2. Keine Einschränkung bereits bekannter Informationen
Das Gericht betonte, dass die Verfügung nicht nur die Weitergabe von Informationen aus dem gerichtlichen Vorverfahren (Discovery) einschränkt, sondern auch die Verbreitung von Wissen, das die Beklagten bereits vor Prozessbeginn kannten. Das Urteil verweist auf das Präzedenzfall Seattle Times Co. v.

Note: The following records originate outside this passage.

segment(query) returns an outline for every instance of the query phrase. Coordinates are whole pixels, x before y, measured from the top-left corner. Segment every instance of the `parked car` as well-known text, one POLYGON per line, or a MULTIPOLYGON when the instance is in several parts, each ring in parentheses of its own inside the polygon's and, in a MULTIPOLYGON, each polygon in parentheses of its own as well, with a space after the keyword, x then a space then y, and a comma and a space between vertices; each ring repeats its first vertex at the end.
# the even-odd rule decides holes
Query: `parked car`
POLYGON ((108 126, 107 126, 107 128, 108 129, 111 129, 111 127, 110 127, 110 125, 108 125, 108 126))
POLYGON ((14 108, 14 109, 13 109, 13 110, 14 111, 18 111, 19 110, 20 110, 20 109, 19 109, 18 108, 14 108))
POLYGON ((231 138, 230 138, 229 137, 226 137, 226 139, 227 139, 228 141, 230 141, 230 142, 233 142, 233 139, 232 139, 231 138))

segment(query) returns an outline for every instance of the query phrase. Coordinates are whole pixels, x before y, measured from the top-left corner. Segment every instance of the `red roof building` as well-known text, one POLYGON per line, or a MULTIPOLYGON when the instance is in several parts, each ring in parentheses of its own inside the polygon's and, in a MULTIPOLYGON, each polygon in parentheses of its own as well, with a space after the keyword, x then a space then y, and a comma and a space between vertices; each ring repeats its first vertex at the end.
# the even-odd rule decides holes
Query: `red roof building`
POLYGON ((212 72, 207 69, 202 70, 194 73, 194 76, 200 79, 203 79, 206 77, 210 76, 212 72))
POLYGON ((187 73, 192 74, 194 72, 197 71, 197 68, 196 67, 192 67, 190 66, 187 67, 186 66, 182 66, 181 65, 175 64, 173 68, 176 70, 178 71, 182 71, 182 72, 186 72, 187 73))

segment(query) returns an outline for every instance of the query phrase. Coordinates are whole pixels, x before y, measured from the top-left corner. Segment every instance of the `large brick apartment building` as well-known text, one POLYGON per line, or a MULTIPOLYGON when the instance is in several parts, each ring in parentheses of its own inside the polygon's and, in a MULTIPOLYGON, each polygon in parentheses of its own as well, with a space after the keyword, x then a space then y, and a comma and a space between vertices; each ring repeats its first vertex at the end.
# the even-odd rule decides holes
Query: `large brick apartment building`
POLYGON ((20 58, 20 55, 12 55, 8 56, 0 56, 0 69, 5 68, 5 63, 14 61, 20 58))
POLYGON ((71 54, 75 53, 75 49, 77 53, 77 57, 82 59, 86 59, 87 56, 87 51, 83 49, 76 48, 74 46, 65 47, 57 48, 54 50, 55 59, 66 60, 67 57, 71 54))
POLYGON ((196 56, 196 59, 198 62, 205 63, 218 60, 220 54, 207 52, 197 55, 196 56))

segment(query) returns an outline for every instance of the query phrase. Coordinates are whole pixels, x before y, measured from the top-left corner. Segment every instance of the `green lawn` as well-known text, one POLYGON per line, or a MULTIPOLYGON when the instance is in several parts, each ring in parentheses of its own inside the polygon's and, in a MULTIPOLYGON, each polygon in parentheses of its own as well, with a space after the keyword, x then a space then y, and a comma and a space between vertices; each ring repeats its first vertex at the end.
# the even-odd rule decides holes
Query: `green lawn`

Rhinehart (1984), in dem der Supreme Court feststellte:
„Anordnungen, die die Verbreitung von Informationen einschränken, die durch das Vorverfahren erlangt wurden, sind keine klassische Vorzensur und unterliegen daher keiner strengen Prüfung.“
Hier jedoch ging es um Informationen, die die Masts bereits vor dem Prozess kannten. Solche Anordnungen gelten als klassische Vorzensur und unterliegen daher der höchsten verfassungsrechtlichen Kontrolle.
3. Nationale Sicherheitsbedenken als Ausnahmefall
Obwohl das Gericht die Verfügung bestätigte, räumte es ein, dass nationale Sicherheitsbedenken eine solche Einschränkung in seltenen Fällen rechtfertigen könnten. Solche Konstellationen seien jedoch die absolute Ausnahme und müssten im Einzelfall sorgfältig geprüft werden.

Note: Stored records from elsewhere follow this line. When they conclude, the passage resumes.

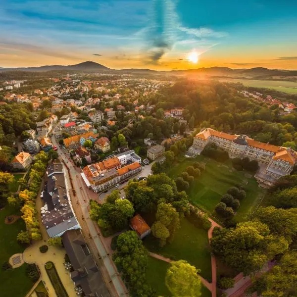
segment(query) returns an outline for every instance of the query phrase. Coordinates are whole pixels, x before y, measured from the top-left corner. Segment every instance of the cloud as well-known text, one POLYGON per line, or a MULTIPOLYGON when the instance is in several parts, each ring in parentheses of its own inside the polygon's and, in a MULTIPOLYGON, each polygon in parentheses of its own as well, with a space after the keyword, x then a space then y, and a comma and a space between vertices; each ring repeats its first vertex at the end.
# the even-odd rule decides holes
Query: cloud
POLYGON ((258 64, 257 64, 257 63, 226 63, 226 64, 236 65, 237 66, 248 66, 249 65, 258 65, 258 64))
POLYGON ((277 59, 275 59, 275 60, 297 60, 297 56, 296 57, 279 57, 277 59))
POLYGON ((146 44, 143 51, 148 63, 158 64, 171 51, 184 54, 195 49, 204 52, 218 43, 215 40, 228 35, 209 28, 186 27, 176 11, 176 2, 154 0, 148 25, 134 35, 146 44))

Relevanz für künftige Fälle
Die Entscheidung des Gerichts hat weitreichende Implikationen für ähnliche Fälle mit anonymen oder pseudonymen Parteien. Sie unterstreicht, dass:
- inhaltsbasierte Einschränkungen der Meinungsfreiheit grundsätzlich verfassungswidrig sind,
- die Weitergabe bereits bekannter Informationen nicht durch gerichtliche Anordnungen blockiert werden darf,
- Ausnahmen wie nationale Sicherheitsbedenken nur in extrem seltenen Fällen greifen.
Hintergrund des Falls
In der Rechtssache Doe v. Mast geht es um eine Klage gegen die Familie Mast, die beschuldigt wird, an illegalen Aktivitäten beteiligt zu sein. Die Kläger, deren Identität geheim gehalten wird, fürchten Repressalien, falls ihre wahren Namen bekannt werden. Die Beklagten argumentierten, dass die Verfügung ihre Meinungsfreiheit unzulässig einschränke. Das Gericht folgte dieser Argumentation jedoch nicht und bestätigte die Verfügung – wenn auch mit Verweis auf die besonderen Umstände des Falls.